- Active: Formed 22 January 1945
- Country: United Kingdom
- Branch: British Army
- Type: Infantry Brigade
- Role: Lines of Communication

= 307th Infantry Brigade =

307th Infantry Brigade (307 Bde) was a formation of the British Army organised from surplus Royal Artillery (RA) personnel retrained as infantry towards the end of the Second World War.

==Origin==
By the end of 1944, the 21st Army Group was suffering a severe manpower shortage, particularly among its infantry units. In January 1945, the War Office began to reorganise surplus anti-aircraft and coastal artillery regiments in the UK into infantry battalions, primarily for line of communication and occupation duties in North West Europe, thereby releasing trained infantry for frontline service. The 307th was one of seven brigades formed from these new units.

==Composition==
The 307th Infantry Brigade was formed on 22 January 1945 by conversion of the 59 AA Bde's headquarters within 2 Anti-Aircraft Group. The brigade had previously formed part of the Orkney and Shetland Defences (OSDEF) of Anti-Aircraft Command. It was commanded by Brigadier H.H.V. Christie initially, although he was later replaced by Brigadier W.W. Allison who filled the role from 1 March to 26 May 1945 until handing over to Brigadier L.K. Lockhart.
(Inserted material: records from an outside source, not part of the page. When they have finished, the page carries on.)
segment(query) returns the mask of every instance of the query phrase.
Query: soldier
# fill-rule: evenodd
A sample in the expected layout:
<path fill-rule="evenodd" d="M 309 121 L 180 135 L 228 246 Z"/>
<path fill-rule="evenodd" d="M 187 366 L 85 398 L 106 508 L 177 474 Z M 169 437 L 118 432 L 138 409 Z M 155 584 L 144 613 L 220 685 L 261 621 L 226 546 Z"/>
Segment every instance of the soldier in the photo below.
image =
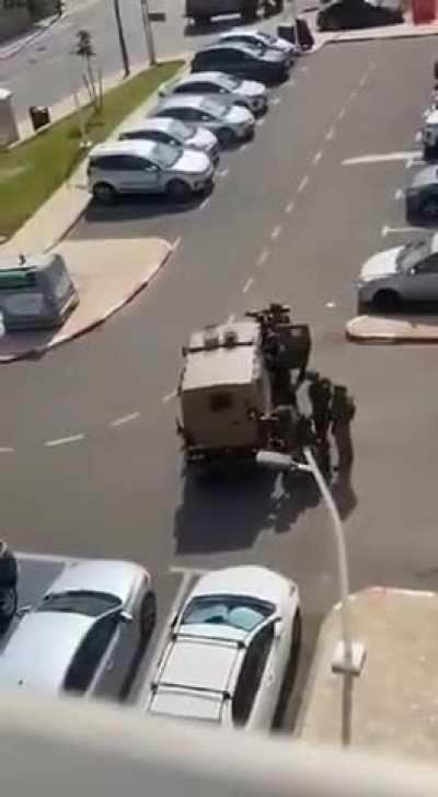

The brigade consisted of the following Territorial Army RA units:

- 625th Infantry Regiment Royal Artillery – formed from the 95th Light Anti-Aircraft Regiment RA (TA).
- 626th Infantry Regiment, Royal Artillery – formed from the 97th Light Anti-Aircraft Regiment RA (TA). (Transferred to 306th Infantry Brigade on 10 March 1945.)
- 631st (Kent) Infantry Regiment, Royal Artillery – formed from the 29th (Kent) Searchlight Regiment RA (TA).
- 623rd Infantry Regiment, Royal Artillery – formed from the 67th Light Anti-Aircraft Regiment RA (TA). (Transferred from 306th Infantry Brigade on 10 March 1945.)

==Service==
After infantry training, including a short period attached to Southern Command, the 307th Bde landed on the Continent on 23 April 1945, and came under the orders of the 21st Army Group, later of HQ Supreme Headquarters Allied Expeditionary Force (SHAEF).